Re: Selective overwrite on Partition and Liquid cl...

balajij8 · Saturday

Hi, the current way is not optimal. You can follow below

INSERT query ran with mostly 43 tasks, creating 43 output files. Since the Liquid clustered table has no organization (clusterBy "[]") - dates are randomly scattered across files.

Partition table did a clean partition-level swap as all date='2026-06-02' data is isolated by partitioning
In Liquid Clustering with Auto - Data is scattered - mostly both dates mixed across files. REPLACE USING scanned all 86 files, identified which 43 files contained date='2026-06-02' followed by rewrite. It's an expensive operation (numDeletedRows: 30M)

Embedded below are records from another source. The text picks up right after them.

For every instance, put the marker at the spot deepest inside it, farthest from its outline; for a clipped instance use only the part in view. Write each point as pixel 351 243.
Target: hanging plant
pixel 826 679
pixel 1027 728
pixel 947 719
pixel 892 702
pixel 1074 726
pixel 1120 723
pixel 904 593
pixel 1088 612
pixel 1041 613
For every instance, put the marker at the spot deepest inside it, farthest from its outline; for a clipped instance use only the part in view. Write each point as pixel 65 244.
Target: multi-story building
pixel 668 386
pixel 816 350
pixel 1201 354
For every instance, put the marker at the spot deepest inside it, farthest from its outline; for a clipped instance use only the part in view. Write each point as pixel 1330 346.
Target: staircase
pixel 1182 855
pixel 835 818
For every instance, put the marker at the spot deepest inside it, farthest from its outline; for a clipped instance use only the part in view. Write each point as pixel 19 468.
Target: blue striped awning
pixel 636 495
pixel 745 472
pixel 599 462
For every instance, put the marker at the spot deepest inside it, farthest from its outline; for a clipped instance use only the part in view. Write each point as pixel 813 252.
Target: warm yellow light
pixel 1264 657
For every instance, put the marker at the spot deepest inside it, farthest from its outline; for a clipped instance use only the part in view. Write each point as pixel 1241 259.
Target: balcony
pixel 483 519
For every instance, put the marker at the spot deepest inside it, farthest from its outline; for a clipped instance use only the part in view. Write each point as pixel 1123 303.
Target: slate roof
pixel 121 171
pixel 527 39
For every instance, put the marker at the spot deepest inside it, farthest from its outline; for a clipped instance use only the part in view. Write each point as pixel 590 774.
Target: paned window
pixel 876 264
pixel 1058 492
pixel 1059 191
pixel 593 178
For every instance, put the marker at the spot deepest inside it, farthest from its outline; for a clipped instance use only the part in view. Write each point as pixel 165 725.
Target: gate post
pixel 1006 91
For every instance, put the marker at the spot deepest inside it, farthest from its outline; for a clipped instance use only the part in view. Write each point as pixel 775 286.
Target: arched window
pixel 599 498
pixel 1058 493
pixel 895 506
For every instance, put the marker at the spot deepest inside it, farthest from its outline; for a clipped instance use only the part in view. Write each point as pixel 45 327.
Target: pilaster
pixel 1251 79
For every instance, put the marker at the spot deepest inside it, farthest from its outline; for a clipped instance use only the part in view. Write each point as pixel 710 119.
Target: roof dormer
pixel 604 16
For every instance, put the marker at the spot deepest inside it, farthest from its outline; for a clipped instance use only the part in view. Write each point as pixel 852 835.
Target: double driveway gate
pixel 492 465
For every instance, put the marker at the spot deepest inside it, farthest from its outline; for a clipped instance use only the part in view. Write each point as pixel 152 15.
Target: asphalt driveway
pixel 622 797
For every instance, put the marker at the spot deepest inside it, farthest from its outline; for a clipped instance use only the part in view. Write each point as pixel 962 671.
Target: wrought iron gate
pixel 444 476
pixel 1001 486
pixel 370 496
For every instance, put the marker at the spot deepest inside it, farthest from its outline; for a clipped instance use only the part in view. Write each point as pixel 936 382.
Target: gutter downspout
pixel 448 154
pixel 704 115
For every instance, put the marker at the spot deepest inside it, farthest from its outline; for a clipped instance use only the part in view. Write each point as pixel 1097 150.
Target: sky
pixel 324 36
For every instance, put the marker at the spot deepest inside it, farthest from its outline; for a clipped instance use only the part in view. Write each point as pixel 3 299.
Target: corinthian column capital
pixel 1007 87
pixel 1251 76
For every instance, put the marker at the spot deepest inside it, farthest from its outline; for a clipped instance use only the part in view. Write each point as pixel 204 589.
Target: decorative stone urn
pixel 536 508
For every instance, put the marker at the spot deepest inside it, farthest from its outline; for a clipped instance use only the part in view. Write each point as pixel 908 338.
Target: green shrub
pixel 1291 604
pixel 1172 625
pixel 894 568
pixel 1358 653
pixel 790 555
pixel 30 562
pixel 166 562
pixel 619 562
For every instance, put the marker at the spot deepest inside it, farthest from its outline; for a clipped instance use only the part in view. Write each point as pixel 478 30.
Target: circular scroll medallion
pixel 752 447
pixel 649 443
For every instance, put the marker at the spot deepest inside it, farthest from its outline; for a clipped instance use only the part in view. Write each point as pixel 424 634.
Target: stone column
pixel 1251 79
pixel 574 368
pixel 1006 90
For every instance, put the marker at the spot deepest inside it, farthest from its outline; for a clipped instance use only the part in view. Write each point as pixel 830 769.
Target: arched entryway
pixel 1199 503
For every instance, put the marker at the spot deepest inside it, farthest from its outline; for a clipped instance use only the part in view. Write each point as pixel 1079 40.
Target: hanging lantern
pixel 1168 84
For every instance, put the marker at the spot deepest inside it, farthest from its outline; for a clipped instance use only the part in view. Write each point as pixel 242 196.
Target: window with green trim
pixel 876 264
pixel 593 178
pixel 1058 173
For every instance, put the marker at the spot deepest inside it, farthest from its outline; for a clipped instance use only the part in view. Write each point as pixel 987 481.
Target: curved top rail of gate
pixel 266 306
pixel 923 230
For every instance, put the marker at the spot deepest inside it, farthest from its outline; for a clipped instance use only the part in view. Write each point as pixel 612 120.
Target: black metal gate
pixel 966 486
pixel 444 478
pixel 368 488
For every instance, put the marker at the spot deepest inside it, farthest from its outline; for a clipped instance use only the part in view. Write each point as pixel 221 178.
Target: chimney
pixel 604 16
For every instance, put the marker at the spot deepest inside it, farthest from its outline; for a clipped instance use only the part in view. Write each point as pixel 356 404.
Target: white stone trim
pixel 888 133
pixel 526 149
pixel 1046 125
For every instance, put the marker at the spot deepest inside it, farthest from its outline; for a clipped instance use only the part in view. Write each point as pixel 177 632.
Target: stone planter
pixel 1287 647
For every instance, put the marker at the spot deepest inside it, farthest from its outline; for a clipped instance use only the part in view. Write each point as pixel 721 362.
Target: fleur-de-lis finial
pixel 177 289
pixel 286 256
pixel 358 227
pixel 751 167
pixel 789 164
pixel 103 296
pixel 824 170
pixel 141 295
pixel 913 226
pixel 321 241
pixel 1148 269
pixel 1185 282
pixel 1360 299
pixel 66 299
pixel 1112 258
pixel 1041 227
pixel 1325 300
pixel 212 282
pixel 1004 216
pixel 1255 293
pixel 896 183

You can follow below to reduce file count during writes

1. Control in Configuration

SET spark.sql.shuffle.partitions = 16

INSERT INTO <target> REPLACE USING (BED)
SELECT <cols> FROM <table>

2. Control in Repartition

INSERT INTO <target> REPLACE USING (BED)
SELECT /*+ REPARTITION(16) */ <col> FROM <table>;

Partitioning is simpler and faster than liquid clustering in this case (With 2 date values and full replacements). Liquid clustering wins when you have high cardinality or multi-dimensional queries.